| Alex Mita |
| Luiz Bertozzo: “Registramos, em média, 3 mil ocorrências ao mês” |
Há três anos, especificamente no dia 26 de abril de 2013, Bauru recebia a Central de Polícia Judiciária (CPJ). Citada quase que diariamente nas páginas policiais do JC desde então, a instituição representa a junção de todas as delegacias da cidade e, segundo o delegado seccional Luiz Roberto Saúd Bertozzo, trouxe agilidade ao atendimento ao público e à Polícia Militar (PM).
O prédio é alugado, mas seu dono teve de adequar cerca de 3 mil metros quadrados de área construída para que recebesse o 1.º, 2.º, 3.º e 4.º Distritos Policiais (DPs), além da Delegacia de Investigações Gerais (DIG), da Delegacia de Investigações sobre Entorpecentes (Dise), da Delegacia de Defesa da Mulher (DDM), da Delegacia da Infância e Juventude (Diju), da Delegacia do Meio Ambiente, do Núcleo Especial Criminal (Necrim) e de dois plantões policiais.
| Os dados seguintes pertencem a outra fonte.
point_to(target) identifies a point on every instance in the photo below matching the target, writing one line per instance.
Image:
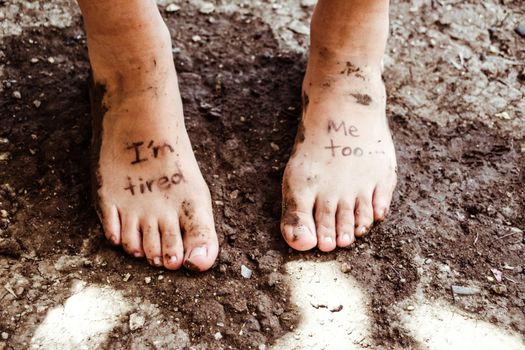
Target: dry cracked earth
(446, 271)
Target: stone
(253, 325)
(500, 289)
(172, 8)
(246, 272)
(298, 27)
(520, 29)
(207, 8)
(345, 267)
(136, 321)
(308, 3)
(459, 290)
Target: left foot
(342, 171)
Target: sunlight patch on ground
(83, 321)
(332, 306)
(440, 327)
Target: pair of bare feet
(151, 196)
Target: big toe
(172, 248)
(200, 242)
(364, 215)
(297, 224)
(110, 219)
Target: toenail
(299, 231)
(361, 230)
(199, 251)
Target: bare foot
(151, 196)
(342, 171)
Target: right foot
(151, 196)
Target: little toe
(297, 223)
(381, 201)
(172, 248)
(364, 216)
(151, 241)
(345, 223)
(200, 239)
(325, 211)
(110, 219)
(131, 236)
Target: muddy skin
(362, 99)
(352, 69)
(97, 92)
(190, 266)
(299, 137)
(187, 209)
(288, 210)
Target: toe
(131, 237)
(364, 216)
(172, 248)
(199, 239)
(151, 241)
(381, 201)
(325, 210)
(110, 219)
(297, 223)
(345, 223)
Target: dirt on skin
(460, 202)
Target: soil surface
(456, 92)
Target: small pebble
(502, 115)
(520, 30)
(136, 321)
(207, 8)
(459, 290)
(345, 268)
(308, 3)
(499, 289)
(172, 8)
(246, 272)
(5, 156)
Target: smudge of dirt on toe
(459, 205)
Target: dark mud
(460, 201)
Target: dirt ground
(455, 76)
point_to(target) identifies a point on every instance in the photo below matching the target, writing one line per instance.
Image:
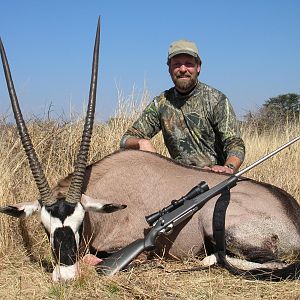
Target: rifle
(165, 220)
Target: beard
(184, 83)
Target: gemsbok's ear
(91, 204)
(24, 209)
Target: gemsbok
(262, 221)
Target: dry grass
(22, 255)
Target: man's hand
(231, 166)
(220, 169)
(140, 144)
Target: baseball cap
(183, 47)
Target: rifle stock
(120, 259)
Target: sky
(250, 50)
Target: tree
(275, 112)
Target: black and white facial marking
(63, 222)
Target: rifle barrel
(267, 157)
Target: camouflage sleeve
(227, 127)
(145, 127)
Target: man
(198, 123)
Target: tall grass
(56, 143)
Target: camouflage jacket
(199, 129)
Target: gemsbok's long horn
(35, 166)
(74, 192)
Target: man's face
(184, 71)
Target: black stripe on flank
(64, 246)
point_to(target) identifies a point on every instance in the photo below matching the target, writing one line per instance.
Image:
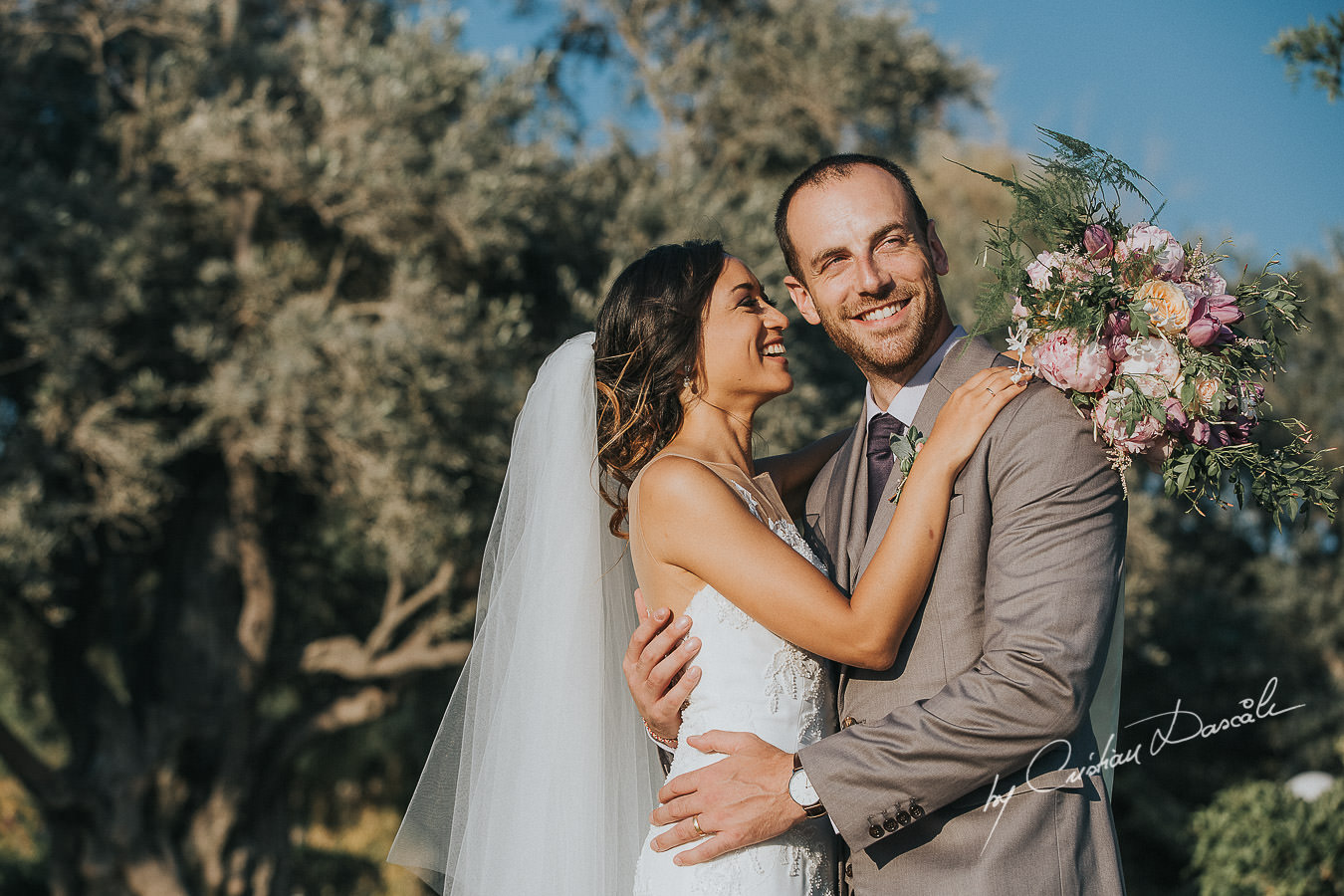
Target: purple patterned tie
(880, 429)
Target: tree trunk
(163, 795)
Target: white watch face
(801, 790)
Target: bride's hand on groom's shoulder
(657, 668)
(738, 800)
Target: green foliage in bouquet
(1137, 330)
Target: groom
(963, 768)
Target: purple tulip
(1116, 335)
(1224, 310)
(1207, 326)
(1097, 242)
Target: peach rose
(1166, 304)
(1152, 365)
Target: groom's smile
(868, 273)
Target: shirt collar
(906, 402)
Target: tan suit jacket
(999, 668)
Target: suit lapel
(968, 356)
(843, 526)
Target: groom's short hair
(829, 169)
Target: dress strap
(752, 493)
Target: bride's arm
(793, 472)
(692, 520)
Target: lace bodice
(752, 680)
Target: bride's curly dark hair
(648, 341)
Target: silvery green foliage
(273, 280)
(744, 95)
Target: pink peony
(1066, 362)
(1168, 254)
(1152, 365)
(1131, 437)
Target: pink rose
(1132, 437)
(1063, 361)
(1168, 254)
(1152, 365)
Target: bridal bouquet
(1147, 338)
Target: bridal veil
(541, 778)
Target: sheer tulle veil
(541, 778)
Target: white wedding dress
(755, 681)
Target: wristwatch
(802, 792)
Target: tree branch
(257, 621)
(376, 657)
(45, 784)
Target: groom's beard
(887, 354)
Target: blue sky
(1182, 91)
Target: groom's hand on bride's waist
(656, 668)
(738, 800)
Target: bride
(541, 778)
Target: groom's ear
(802, 299)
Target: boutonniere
(903, 449)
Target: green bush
(1260, 838)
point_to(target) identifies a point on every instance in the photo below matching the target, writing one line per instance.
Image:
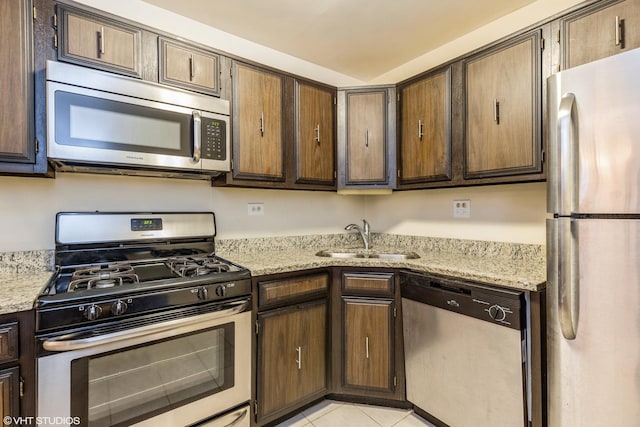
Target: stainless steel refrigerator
(593, 244)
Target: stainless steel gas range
(143, 324)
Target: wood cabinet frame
(446, 175)
(536, 108)
(64, 13)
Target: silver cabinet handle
(619, 32)
(366, 347)
(197, 137)
(101, 36)
(568, 277)
(566, 137)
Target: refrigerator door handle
(568, 276)
(567, 140)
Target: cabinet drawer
(88, 39)
(379, 283)
(8, 342)
(189, 67)
(296, 288)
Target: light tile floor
(330, 413)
Lá, trabalham aproximadamente 140 policiais civis, entre delegados, escrivães, investigadores, agentes e carcereiros. No Departamento de Polícia Judiciária do Interior 4 (Deinter-4), que abriga sete delegacias seccionais, a CPJ bauruense foi a primeira a ser implantada, seguida de Lins, Ourinhos, Assis, Jaú, Marília e Tupã. “Bauru tem a tendência de ser protagonista, dada a qualidade do policial civil daqui”, exalta Bertozzo.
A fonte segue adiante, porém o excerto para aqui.